Last modified: 11 June 2014

Adult male hen harrier perched on heather, RSPB Loch Gruinart reserve, Islay

Hen harriers are nesting once more on England's moorlands, for this summer at least

Image: Andy Hay

England’s most threatened bird of prey has taken a small step back from the brink of extinction.

Last year, England’s hen harriers suffered their worst breeding season for decades, failing to produce a single chick anywhere in the whole country for the first time in several decades. This year, however, is shaping up to be marginally better with three active nests in England.

On the United Utilities Bowland Estate in Lancashire, one pair is currently raising chicks. While there is also a second nest on the estate with the female sitting on eggs, and a third pair nesting at another location in England.

Bowland used to be the English stronghold for hen harriers and the upland bird of prey is even the symbol of the Forest of Bowland Area of Outstanding Natural Beauty. However, the current nests represent the first breeding attempts in the area since 2011.

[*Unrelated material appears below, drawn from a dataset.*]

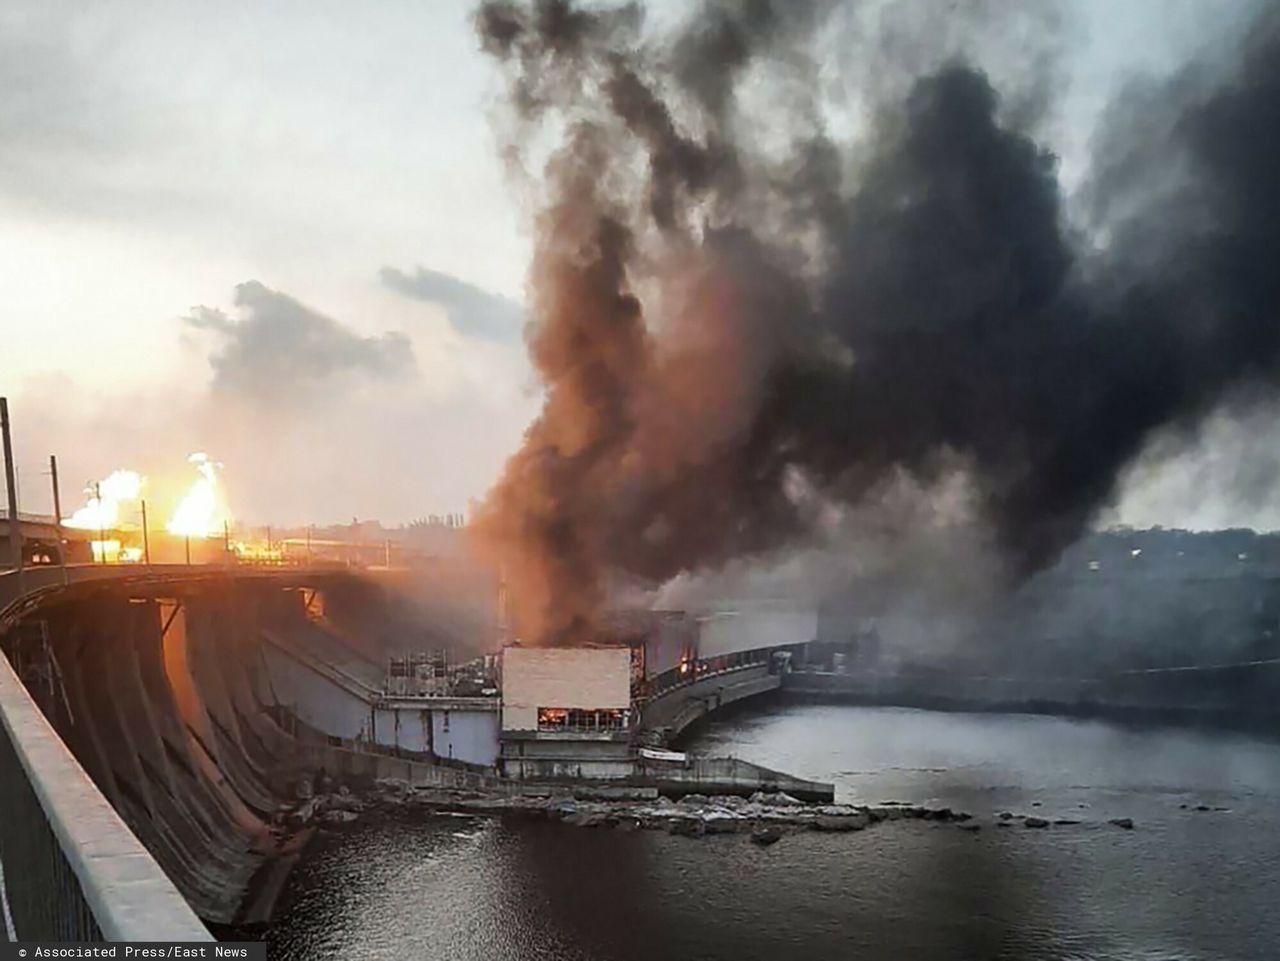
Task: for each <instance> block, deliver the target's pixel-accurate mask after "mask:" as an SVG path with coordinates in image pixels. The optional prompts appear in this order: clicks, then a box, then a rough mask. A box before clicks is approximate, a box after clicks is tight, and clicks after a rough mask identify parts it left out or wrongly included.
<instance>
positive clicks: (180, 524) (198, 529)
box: [63, 452, 232, 560]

The RSPB in partnership with Natural England and United Utilities have monitored and protected hen harriers in Bowland for more than three decades. Both nests are being watched by dedicated staff and volunteers, as well as CCTV around the clock. 

Skydancer

The RSPB’s hen harrier monitoring and protection work in Bowland forms part of Skydancer, a four-year RSPB project aimed at protecting and conserving nesting hen harriers in the English uplands. The project is funded by the Heritage Lottery Fund (with a grant of £317,700) and United Utilities, with additional support from the Forestry Commission.

Jude Lane, the RSPB’s Bowland Project Officer, says: “After two years of bitter disappointment, I am delighted and relieved that hen harriers have returned to nest in Bowland. However, the species is still in serious trouble and at risk from extinction as a breeding bird in England.”

The plight of the English hen harrier stems from the fact that hen harriers sometimes eat red grouse, which brings them into conflict with the driven grouse shooting industry. This particular type of shooting requires large numbers of grouse, so some game managers feel they must illegally kill or disturb harriers to protect their stock.

A legal method that could reduce the number of grouse chicks lost to hen harriers is a management technique known as diversionary feeding. This involves providing hen harriers with an alternative food source during the period when the adults are feeding their chicks. The RSPB and the local shooting tenant - are currently using the method in Bowland, under licence from Natural England.

Jude continues: “Diversionary feeding is a simple, inexpensive and effective technique. Previous trials have shown it can reduce the number of grouse eaten by hen harriers by up to 86 per cent.”